U.S. electric utilities to spend fair amount on demand response and energy efficiency


Overland Park, KS, U.S.A. — (METERING.COM) — February 22, 2010 – Over half of U.S. electric utilities are expecting to spend more than 2 percent of their annual operating revenue on demand side management and energy efficiency programs over the next five years, with more than 10 percent of them expecting to spend more than 5 percent.

This is one of the findings of Black & Veatch’s latest annual survey of U.S. power industry leaders, which polled 329 industry participants, including professionals from both public sector and investor-owned utilities.

This equates to IOU expenditures of between $5 billion to $6 billion annually, or roughly 15 percent to 20 percent of before-tax-earnings, while spending by public power entities is up as well. New expenditures for smart grid applications by both IOUs and public power systems would be in addition to this.

The survey also found that most of the respondents considered that a dollar-for-dollar recovery in rates for demand side management and energy efficiency costs is – or will be – the most common practice. Other funding options will be return on DSM and energy efficiency related capital items and incentive returns for program costs through utility rates.

According to the survey the top industry concerns remain reliability of the electric grid, regulatory issues and long term investment.

“The times are tough, so the industry is returning to its job one: maintaining reliable service and preserving financial health,” said William Kemp, who leads Black & Veatch’s management consulting services around strategy and sustainability.

Other findings of the survey are that many utilities’ industrial and commercial sales have been severely or seriously eroded by the recession, and less than one quarter of respondents think electricity usage in their area will grow by more than 1.5 percent annually in the next ten years.

Further, capital spending on new electric infrastructure has declined for two years in a row, for the first time since the 1930s. Generating plants are the asset group in biggest need of replacement. Information technology systems followed close behind, reflecting the priorities placed on the smart grid and the need for improved security against cyber attacks.

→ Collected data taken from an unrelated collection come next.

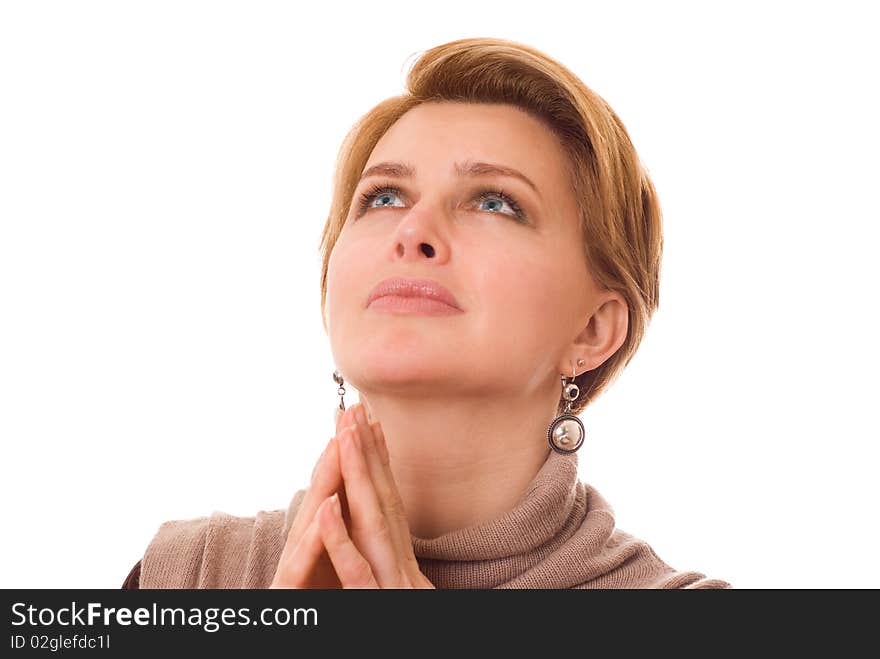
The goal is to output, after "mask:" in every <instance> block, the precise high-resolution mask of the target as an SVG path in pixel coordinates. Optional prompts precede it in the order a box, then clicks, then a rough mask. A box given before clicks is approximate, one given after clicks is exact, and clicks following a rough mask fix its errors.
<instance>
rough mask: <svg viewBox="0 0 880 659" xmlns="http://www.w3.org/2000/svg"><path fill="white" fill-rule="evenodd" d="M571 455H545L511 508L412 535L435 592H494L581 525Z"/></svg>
mask: <svg viewBox="0 0 880 659" xmlns="http://www.w3.org/2000/svg"><path fill="white" fill-rule="evenodd" d="M577 465H578V460H577V454H576V453H569V454H561V453H557V452H556V451H550V452H549V455H548V457H547V459H546V460H545V461H544V464H543V465H542V466H541V468H540V469H539V470H538V473H537V474H536V475H535V477H534V478H533V479H532V481H531V482H530V484H529V486H528V487H527V488H526V491H525V493H524V494H523V496H522V497H521V498H520V500H519V501H518V502H517V504H516V505H515V506H514V507H513V509H511V510H509V511H508V512H506V513H504V514H503V515H501V516H498V517H495V518H493V519H490V520H487V521H484V522H480V523H477V524H474V525H471V526H468V527H465V528H462V529H456V530H453V531H450V532H448V533H444V534H443V535H440V536H438V537H436V538H420V537H418V536H415V535H413V536H412V542H413V550H414V552H415V555H416V558H417V559H418V562H419V566H420V567H421V569H422V572H424V574H425V576H427V577H428V578H429V579H430V580H431V582H432V583H433V584H434V585H435V586H437V588H494V587H499V586H503V585H504V584H505V583H507V582H509V581H511V580H512V579H514V578H515V577H517V576H519V575H521V574H523V573H524V572H526V571H528V570H530V569H531V568H533V567H535V566H536V565H537V564H538V563H540V562H541V561H542V560H543V559H544V558H545V557H546V555H547V554H548V552H549V551H552V550H553V549H555V548H557V547H558V546H560V545H561V544H563V543H564V542H565V541H566V540H568V539H569V538H570V537H571V536H572V535H573V534H574V533H575V532H576V531H577V529H578V527H579V526H580V524H581V522H582V521H583V513H584V508H585V500H586V493H585V490H584V487H583V485H582V484H581V483H580V482H579V481H578V470H577Z"/></svg>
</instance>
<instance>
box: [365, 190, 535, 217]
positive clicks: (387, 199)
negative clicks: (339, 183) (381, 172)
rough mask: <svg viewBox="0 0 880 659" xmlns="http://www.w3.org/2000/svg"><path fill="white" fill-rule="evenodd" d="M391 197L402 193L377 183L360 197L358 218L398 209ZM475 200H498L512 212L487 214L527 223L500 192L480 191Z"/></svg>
mask: <svg viewBox="0 0 880 659" xmlns="http://www.w3.org/2000/svg"><path fill="white" fill-rule="evenodd" d="M392 196H397V197H401V196H403V193H402V192H401V191H400V189H399V188H396V187H394V186H393V185H391V184H389V183H379V184H377V185H375V186H373V187H372V188H370V189H369V190H367V191H366V192H365V193H363V194H362V195H361V196H360V203H359V204H358V214H357V216H358V217H360V216H361V215H363V214H364V213H366V212H367V211H368V210H369V209H370V208H399V206H395V205H393V204H392V203H388V201H387V200H388V199H389V198H390V197H392ZM477 199H478V200H479V201H480V203H482V202H484V201H487V200H492V201H497V200H500V201H501V202H503V203H504V204H507V205H508V206H509V207H510V209H511V210H512V211H513V212H512V213H505V212H503V211H500V210H497V211H496V210H489V212H491V213H500V214H501V215H510V216H511V217H513V218H515V219H516V220H517V221H519V222H523V223H526V222H527V218H526V214H525V213H524V212H523V210H522V208H520V206H519V204H518V203H516V200H515V199H513V198H512V197H510V196H508V195H506V194H504V192H503V191H501V190H480V191H479V193H478V195H477ZM373 200H381V201H382V203H381V204H380V205H378V206H372V205H371V204H372V202H373ZM501 208H503V206H501Z"/></svg>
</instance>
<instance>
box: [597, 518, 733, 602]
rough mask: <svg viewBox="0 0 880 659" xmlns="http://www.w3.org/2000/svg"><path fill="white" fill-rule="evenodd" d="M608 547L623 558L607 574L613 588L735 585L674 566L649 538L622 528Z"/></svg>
mask: <svg viewBox="0 0 880 659" xmlns="http://www.w3.org/2000/svg"><path fill="white" fill-rule="evenodd" d="M606 550H607V551H608V552H609V554H611V555H615V556H617V557H618V558H619V559H621V560H620V563H619V566H618V569H615V570H612V571H611V572H610V573H609V574H608V575H607V576H608V577H609V578H610V579H611V580H612V581H614V582H615V583H616V585H614V586H610V587H616V588H656V589H688V590H690V589H732V588H733V586H732V585H731V583H730V582H729V581H726V580H724V579H719V578H715V577H711V576H708V575H707V574H706V573H704V572H700V571H697V570H681V569H677V568H675V567H672V566H671V565H669V563H667V562H666V561H665V560H664V559H662V558H660V556H659V555H658V554H657V552H656V551H654V548H653V547H652V546H651V544H649V543H648V542H647V541H646V540H644V539H642V538H640V537H637V536H635V535H633V534H631V533H628V532H626V531H624V530H623V529H620V528H615V529H614V532H613V533H612V535H611V538H609V540H608V542H607V543H606ZM587 587H590V588H595V587H597V586H596V585H595V584H594V585H590V586H587Z"/></svg>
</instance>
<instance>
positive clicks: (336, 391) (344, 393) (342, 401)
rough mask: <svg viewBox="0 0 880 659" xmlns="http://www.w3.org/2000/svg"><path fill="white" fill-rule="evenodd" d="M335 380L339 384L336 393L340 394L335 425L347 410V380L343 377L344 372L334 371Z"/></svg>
mask: <svg viewBox="0 0 880 659" xmlns="http://www.w3.org/2000/svg"><path fill="white" fill-rule="evenodd" d="M333 381H334V382H335V383H336V384H338V385H339V388H338V389H337V390H336V393H338V394H339V407H337V408H336V410H335V411H334V415H333V424H334V426H335V425H336V424H337V423H338V422H339V415H340V414H342V413H343V412H344V411H345V380H343V379H342V373H340V372H339V371H333Z"/></svg>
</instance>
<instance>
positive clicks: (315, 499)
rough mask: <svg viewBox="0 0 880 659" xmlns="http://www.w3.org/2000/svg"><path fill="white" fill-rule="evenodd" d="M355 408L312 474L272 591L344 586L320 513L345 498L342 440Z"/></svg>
mask: <svg viewBox="0 0 880 659" xmlns="http://www.w3.org/2000/svg"><path fill="white" fill-rule="evenodd" d="M352 412H353V410H352V408H348V409H347V410H345V411H344V412H343V413H342V414H340V415H339V416H338V418H337V419H336V436H334V437H331V438H330V441H329V442H328V443H327V447H326V448H325V449H324V452H323V453H322V454H321V457H320V458H318V462H317V464H316V465H315V467H314V469H313V470H312V481H311V484H310V486H309V487H308V489H307V490H306V494H305V496H304V497H303V500H302V502H301V503H300V506H299V510H297V513H296V517H295V518H294V520H293V524H292V525H291V527H290V531H289V532H288V534H287V541H286V542H285V544H284V549H283V550H282V552H281V558H280V560H279V561H278V566H277V567H276V569H275V576H274V578H273V579H272V584H271V585H270V586H269V588H341V587H342V583H341V582H340V581H339V577H337V576H336V570H335V568H334V567H333V563H332V562H331V561H330V557H329V555H328V554H327V552H326V550H325V548H324V542H323V539H322V537H321V534H320V528H319V527H318V524H317V519H318V517H317V516H316V513H317V512H319V509H320V508H322V506H326V503H327V500H328V498H329V497H330V495H332V494H334V493H336V492H339V493H341V494H342V495H343V496H344V490H343V483H342V472H341V471H340V469H339V437H340V435H341V433H342V430H343V429H344V428H345V427H346V426H348V425H351V424H353V423H354V422H355V418H354V416H352Z"/></svg>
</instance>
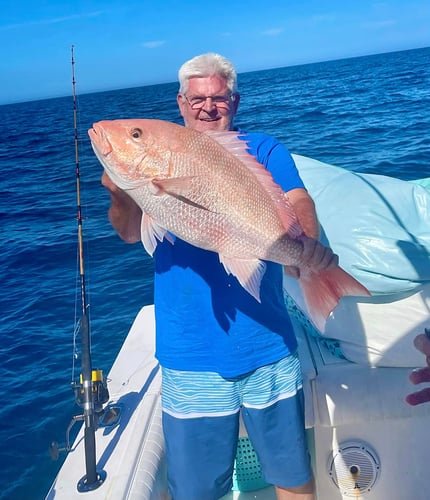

Carbon emissions maintained its place as the dominant environmental concern for electricity industry leaders, and a majority of respondents expect some form of carbon legislation to be in place by 2012. However, 52 percent believed that the United States cannot afford carbon legislation.

“Utilities are facing increasing demands to spend more money on basic infrastructure, energy efficiency, the smart grid, and cyber security,” continued Kemp. “Their expected leading role in curbing carbon emissions would hit utility costs very hard. Yet their sales are declining or relatively flat, and regulatory commissions are reluctant to approve rate increases when the economy is down. Electric utilities will be hard pressed to satisfy both customers and investors over the next few years.”